Antonina Okuta as referenced in this study contends that
“the principal source of contradiction amongst the government’s various reports is that no link was made with the context in which the post-election crimes were committed…. Instructively, Kenya 2007 post-election violence did not result in a substantial or complete break-down of structures, yet the data was hard to come by. Another compounding factor was that the limited proceedings that did take place were not for international crimes, but ordinary ones.”
By no means would the investigations and prosecutions carried in Kenya before the ICC intervention have met an Article 17 standard, but a reflection of this situation results in the question: Could positive complementarity better fit as a prosecutorial strategy in a singular case as opposed to an overarching principle? The study also found that the Court’s early admissibility jurisprudence also contributed to the diminishing of plural processes to justice. The study explained
“the court has followed a relatively strict approach in its admissibility decisions, suggesting that a state’s domestic proceedings must largely mirror court proceedings in order to successfully retain (or assert) control over them. The application of this test has been even stricter when brought by an accused under Article 19(2)(a). Meanwhile, the court’s jurisprudence on ‘positive’ complementarity remains thin and underdeveloped.”
It is not surprising, therefore, that questions emerged amongst victims in the course of the case of there being lesser victims and greater victims on account of their cases not being characterized as “Crimes against Humanity” or not after admission of the Kenyan cases. This notion was further propounded unfortunately by the categorization of victims of the case and victims of the situation in the course of the case.
Should there be development of guiding principles on the application of this version of complementarity or it its strength its versatility?
This book has left no doubt about the critical role played by private actors and organizations in ensuring the realization of complementarity. It has also made it clear that these “norm entrepreneurs are both shapers of the normative content shaped by it.
“In this sense, as Emily Haslam has elsewhere argued, civil society organizations are both object and subject of the court’s ‘catalytic effect’. They seek to expand complementarity’s normative influence, while having themselves been transformed by it.”
As such it behooves the Court or OTP to provide a structure or prism through which this positive complementarity is to be interpreted by other actors. This may be critical in-order to protect the sanctity of the courts proceedings and thereby protect its legitimacy as well as protect the non- state actors from backlash. Legitimacy of an institution is derived from the fairness of its procedures, processes and decisions, as well as an assessment of the professionalism of the Court’s staff. (M. deGuzman, Gravity and the Legitimacy of the International Criminal Court) and in the case of the ICC where it is intervening in cases where the potential accused have political clout not just nationally but regionally, there is perhaps need to protect the court from that level of politicization and “murk raking“. Indeed, whilst the study acknowledges that “in all aspects of the ICC’s work, law and politics are inseparable” in the wake of its intervention in very politically charged contexts, the Kenyan case is instructing on how to the court.

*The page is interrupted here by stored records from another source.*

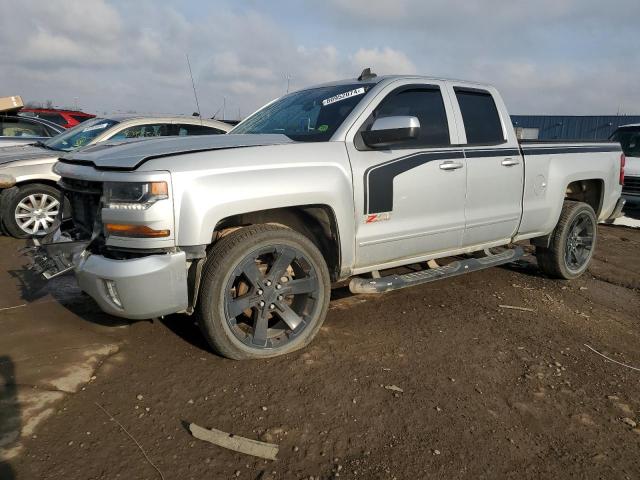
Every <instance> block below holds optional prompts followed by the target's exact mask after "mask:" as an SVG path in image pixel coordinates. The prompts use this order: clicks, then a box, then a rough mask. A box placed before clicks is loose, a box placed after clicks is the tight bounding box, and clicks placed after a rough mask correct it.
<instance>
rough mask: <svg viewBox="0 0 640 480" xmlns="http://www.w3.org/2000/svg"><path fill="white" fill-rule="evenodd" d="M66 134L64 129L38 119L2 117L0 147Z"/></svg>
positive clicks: (47, 122) (32, 141)
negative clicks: (60, 134)
mask: <svg viewBox="0 0 640 480" xmlns="http://www.w3.org/2000/svg"><path fill="white" fill-rule="evenodd" d="M62 132H64V127H61V126H60V125H56V124H55V123H53V122H50V121H48V120H44V119H42V118H36V117H22V116H17V115H0V147H12V146H14V145H26V144H28V143H36V142H37V141H44V140H47V139H49V138H51V137H55V136H56V135H59V134H60V133H62Z"/></svg>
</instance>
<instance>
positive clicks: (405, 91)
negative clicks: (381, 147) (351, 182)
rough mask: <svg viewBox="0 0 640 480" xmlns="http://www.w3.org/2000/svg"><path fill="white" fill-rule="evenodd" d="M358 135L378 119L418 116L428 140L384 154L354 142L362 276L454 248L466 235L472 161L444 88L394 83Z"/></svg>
mask: <svg viewBox="0 0 640 480" xmlns="http://www.w3.org/2000/svg"><path fill="white" fill-rule="evenodd" d="M383 98H384V99H383V100H382V101H381V102H379V104H378V105H377V106H375V107H373V110H372V111H371V113H370V114H369V115H368V116H367V119H366V120H365V121H364V122H363V123H362V125H361V126H359V127H358V131H362V130H366V129H367V128H370V126H371V124H372V123H373V121H374V120H375V119H376V118H381V117H388V116H415V117H417V118H418V119H419V120H420V136H419V138H417V139H413V140H409V141H405V142H403V143H401V144H397V145H393V146H391V147H387V148H384V149H371V148H368V147H366V145H364V143H363V142H362V139H361V137H359V135H358V134H356V135H355V138H354V141H353V142H347V149H348V153H349V159H350V161H351V166H352V170H353V183H354V195H355V199H354V200H355V205H356V266H355V270H356V272H357V271H358V270H359V269H360V270H362V271H365V270H366V269H367V267H376V266H381V265H385V266H390V264H402V263H407V262H406V261H407V260H408V259H411V258H414V257H418V256H423V255H425V254H426V253H431V252H437V251H441V250H451V249H453V248H456V247H458V246H459V245H460V243H461V241H462V235H463V232H464V225H465V217H464V205H465V189H466V173H467V172H466V160H465V158H464V154H463V151H462V149H461V148H460V147H455V146H453V145H454V144H455V143H457V132H456V130H455V124H454V123H453V122H452V121H451V119H452V114H451V102H450V100H449V97H448V95H447V94H446V93H445V95H444V96H443V92H442V88H441V85H440V84H439V83H438V82H434V84H429V85H424V84H419V85H415V84H404V85H401V86H398V84H394V85H391V86H389V87H388V92H387V93H386V95H385V96H384V97H383Z"/></svg>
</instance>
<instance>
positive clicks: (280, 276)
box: [198, 225, 331, 360]
mask: <svg viewBox="0 0 640 480" xmlns="http://www.w3.org/2000/svg"><path fill="white" fill-rule="evenodd" d="M330 291H331V288H330V280H329V270H328V268H327V265H326V263H325V261H324V258H323V256H322V254H321V252H320V251H319V250H318V248H317V247H316V246H315V245H314V244H313V242H311V241H310V240H309V239H308V238H307V237H305V236H304V235H301V234H300V233H298V232H295V231H293V230H290V229H287V228H283V227H279V226H273V225H255V226H251V227H246V228H242V229H240V230H236V231H235V232H232V233H230V234H229V235H227V236H225V237H223V238H222V239H221V240H220V241H219V242H218V244H217V245H216V246H215V247H214V249H213V252H212V254H211V255H210V257H209V258H208V259H207V261H206V264H205V269H204V272H203V276H202V283H201V288H200V292H201V294H200V298H199V301H198V312H199V323H200V327H201V328H202V331H203V333H204V335H205V337H206V338H207V340H208V342H209V344H210V345H211V346H212V347H213V348H214V349H215V350H216V351H217V352H218V353H220V354H221V355H224V356H226V357H229V358H233V359H236V360H240V359H252V358H268V357H274V356H277V355H282V354H284V353H288V352H291V351H294V350H297V349H299V348H302V347H304V346H305V345H307V344H308V343H309V342H310V341H311V340H312V339H313V337H315V335H316V334H317V333H318V330H319V329H320V327H321V326H322V322H323V321H324V317H325V316H326V313H327V308H328V304H329V297H330Z"/></svg>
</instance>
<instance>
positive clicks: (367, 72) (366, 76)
mask: <svg viewBox="0 0 640 480" xmlns="http://www.w3.org/2000/svg"><path fill="white" fill-rule="evenodd" d="M376 77H377V75H376V74H375V73H373V72H372V71H371V69H370V68H365V69H364V70H363V71H362V73H361V74H360V76H359V77H358V80H359V81H361V82H362V81H364V80H371V79H372V78H376Z"/></svg>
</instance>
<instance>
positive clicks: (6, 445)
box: [0, 355, 21, 480]
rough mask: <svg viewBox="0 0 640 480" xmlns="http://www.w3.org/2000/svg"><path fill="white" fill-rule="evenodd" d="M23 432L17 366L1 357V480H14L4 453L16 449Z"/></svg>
mask: <svg viewBox="0 0 640 480" xmlns="http://www.w3.org/2000/svg"><path fill="white" fill-rule="evenodd" d="M20 430H21V420H20V405H19V403H18V387H17V386H16V384H15V365H14V363H13V361H12V360H11V357H9V356H7V355H0V478H1V479H2V480H13V479H14V478H16V477H15V472H14V470H13V468H12V467H11V465H10V463H9V461H8V460H6V459H5V457H4V456H3V452H7V451H9V450H10V449H11V448H12V447H14V446H15V445H16V444H17V442H18V440H19V438H20Z"/></svg>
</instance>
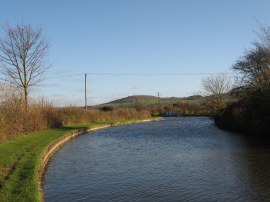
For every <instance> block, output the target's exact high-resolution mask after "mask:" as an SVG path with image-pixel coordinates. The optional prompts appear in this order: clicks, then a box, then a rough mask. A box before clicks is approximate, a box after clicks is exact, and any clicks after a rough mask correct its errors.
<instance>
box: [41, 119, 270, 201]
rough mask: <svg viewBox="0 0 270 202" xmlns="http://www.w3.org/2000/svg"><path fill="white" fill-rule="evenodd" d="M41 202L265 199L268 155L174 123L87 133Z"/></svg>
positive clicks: (56, 161) (211, 120) (50, 170)
mask: <svg viewBox="0 0 270 202" xmlns="http://www.w3.org/2000/svg"><path fill="white" fill-rule="evenodd" d="M44 191H45V201H48V202H50V201H132V202H133V201H270V149H269V147H267V146H265V145H263V144H261V143H259V142H254V140H253V141H252V140H249V139H247V138H246V137H245V136H242V135H240V134H233V133H229V132H225V131H222V130H220V129H218V128H216V127H215V126H214V124H213V121H212V120H211V119H209V118H207V117H176V118H165V119H162V120H160V121H153V122H148V123H140V124H134V125H125V126H119V127H113V128H108V129H103V130H100V131H95V132H90V133H88V134H85V135H82V136H79V137H77V138H76V139H74V140H72V141H71V142H69V143H68V144H66V145H65V146H64V147H63V148H61V150H59V152H57V153H56V155H55V156H54V157H53V158H52V160H51V162H50V164H49V166H48V170H47V172H46V175H45V182H44Z"/></svg>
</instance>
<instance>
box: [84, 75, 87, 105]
mask: <svg viewBox="0 0 270 202" xmlns="http://www.w3.org/2000/svg"><path fill="white" fill-rule="evenodd" d="M86 77H87V73H85V75H84V101H85V110H87V89H86V87H87V85H86Z"/></svg>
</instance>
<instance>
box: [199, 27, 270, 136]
mask: <svg viewBox="0 0 270 202" xmlns="http://www.w3.org/2000/svg"><path fill="white" fill-rule="evenodd" d="M257 35H258V37H257V40H255V41H254V42H253V43H252V48H251V49H249V50H246V51H245V52H244V54H243V55H242V56H241V57H240V58H239V59H238V60H237V61H236V62H235V63H234V64H233V65H232V67H231V69H232V70H233V72H234V76H236V81H235V82H234V85H232V83H231V82H230V79H228V78H226V77H224V76H222V75H219V76H217V77H215V78H209V77H208V78H206V79H205V80H203V82H202V83H203V88H204V90H205V91H206V92H208V93H211V94H213V95H214V100H213V101H214V102H213V107H215V113H214V116H213V117H214V120H215V123H216V125H217V126H219V127H221V128H223V129H227V130H231V131H236V132H243V133H246V134H249V135H252V136H263V137H268V136H269V135H270V125H269V123H270V27H269V26H266V25H261V24H260V30H259V32H258V33H257ZM224 80H225V82H224Z"/></svg>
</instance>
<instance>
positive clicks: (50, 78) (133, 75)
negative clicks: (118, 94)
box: [47, 72, 232, 79]
mask: <svg viewBox="0 0 270 202" xmlns="http://www.w3.org/2000/svg"><path fill="white" fill-rule="evenodd" d="M84 74H85V73H77V74H68V75H62V76H54V77H50V78H47V79H60V78H63V79H64V78H70V77H75V76H82V75H84ZM86 74H89V75H96V76H201V75H214V74H221V72H199V73H188V72H187V73H176V72H175V73H173V72H171V73H168V72H164V73H127V72H126V73H113V72H87V73H86ZM228 74H232V73H228Z"/></svg>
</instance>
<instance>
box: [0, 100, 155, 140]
mask: <svg viewBox="0 0 270 202" xmlns="http://www.w3.org/2000/svg"><path fill="white" fill-rule="evenodd" d="M150 117H151V114H150V112H149V111H147V110H136V109H121V108H119V109H117V108H115V109H114V110H105V111H104V110H95V109H90V110H87V111H86V110H84V109H82V108H78V107H64V108H57V107H54V106H53V105H52V104H50V103H48V102H46V101H41V102H32V103H31V104H29V106H28V109H27V112H26V111H25V108H24V103H23V101H22V100H21V99H20V98H18V97H16V96H14V97H11V98H8V99H6V100H5V101H4V102H2V103H0V141H4V140H8V139H13V138H15V137H17V136H21V135H27V134H29V133H31V132H34V131H39V130H43V129H49V128H57V127H62V126H63V125H64V124H66V125H69V124H76V123H90V122H112V121H120V120H131V119H147V118H150Z"/></svg>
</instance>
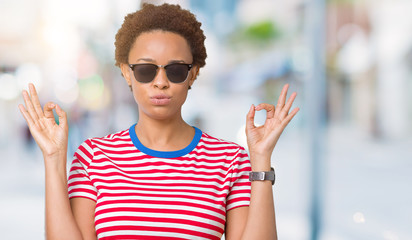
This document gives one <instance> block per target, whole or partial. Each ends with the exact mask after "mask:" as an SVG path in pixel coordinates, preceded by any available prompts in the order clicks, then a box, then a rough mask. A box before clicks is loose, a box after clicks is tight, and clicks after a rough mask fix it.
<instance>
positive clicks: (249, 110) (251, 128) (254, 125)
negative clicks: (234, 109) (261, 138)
mask: <svg viewBox="0 0 412 240" xmlns="http://www.w3.org/2000/svg"><path fill="white" fill-rule="evenodd" d="M255 127H256V126H255V105H253V104H252V106H250V109H249V112H248V113H247V115H246V132H247V131H248V130H251V129H253V128H255Z"/></svg>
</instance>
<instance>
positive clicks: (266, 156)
mask: <svg viewBox="0 0 412 240" xmlns="http://www.w3.org/2000/svg"><path fill="white" fill-rule="evenodd" d="M288 88H289V85H288V84H286V85H285V86H284V87H283V89H282V92H281V94H280V96H279V99H278V103H277V105H276V107H275V106H273V105H271V104H267V103H262V104H259V105H257V106H256V107H255V106H254V105H252V106H251V107H250V110H249V112H248V114H247V118H246V136H247V143H248V147H249V153H250V156H251V160H252V168H253V165H256V164H257V165H259V166H263V165H266V166H267V165H268V164H269V165H270V162H269V163H267V162H266V163H265V164H263V165H262V164H259V163H256V162H254V160H255V158H256V160H257V159H265V160H264V161H267V159H270V157H271V155H272V152H273V149H274V148H275V145H276V143H277V141H278V139H279V137H280V135H281V134H282V132H283V130H284V129H285V127H286V126H287V125H288V123H289V122H290V121H291V120H292V118H293V117H294V116H295V115H296V113H297V112H298V111H299V108H295V109H293V110H292V111H291V112H290V113H289V110H290V108H291V107H292V104H293V101H294V100H295V98H296V93H295V92H294V93H292V94H291V96H290V97H289V99H288V101H287V102H286V96H287V92H288ZM260 110H266V112H267V113H266V121H265V124H264V125H262V126H259V127H256V126H255V124H254V119H255V111H260ZM262 161H263V160H262Z"/></svg>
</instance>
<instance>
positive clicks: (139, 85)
mask: <svg viewBox="0 0 412 240" xmlns="http://www.w3.org/2000/svg"><path fill="white" fill-rule="evenodd" d="M192 62H193V57H192V53H191V51H190V47H189V45H188V43H187V41H186V40H185V39H184V38H183V37H182V36H180V35H178V34H176V33H172V32H165V31H152V32H146V33H142V34H140V35H139V37H137V38H136V41H135V42H134V44H133V47H132V49H131V50H130V52H129V64H143V63H152V64H156V65H167V64H170V63H185V64H191V63H192ZM121 70H122V73H123V76H124V77H125V79H126V81H127V84H128V85H131V86H132V89H133V96H134V98H135V100H136V102H137V104H138V105H139V116H140V117H149V118H152V119H157V120H167V119H172V118H175V117H180V116H181V108H182V105H183V103H184V102H185V101H186V97H187V92H188V89H189V86H191V85H192V84H193V82H194V80H195V79H196V76H197V71H198V67H197V66H193V68H192V69H191V70H190V71H189V73H188V76H187V78H186V81H184V82H182V83H173V82H170V81H169V80H168V78H167V75H166V70H165V69H164V68H159V69H158V71H157V74H156V76H155V77H154V79H153V81H151V82H149V83H140V82H138V81H137V80H136V79H135V77H134V74H133V71H132V70H131V69H130V67H129V66H128V65H127V64H121Z"/></svg>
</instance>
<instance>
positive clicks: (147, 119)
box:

In closing, this is an excellent most enlightening study which interrogates and causes us to interrogate the complementarity principle not as an intrinsically progressive doctrine, as Pascal Kambale puts it, but one that must be questioned in order to understand its drivers and perhaps detractors.
Kambale says, “If complementarity allows the ICC to project its proverbial shadow, this book urges us to consider the source of its light.”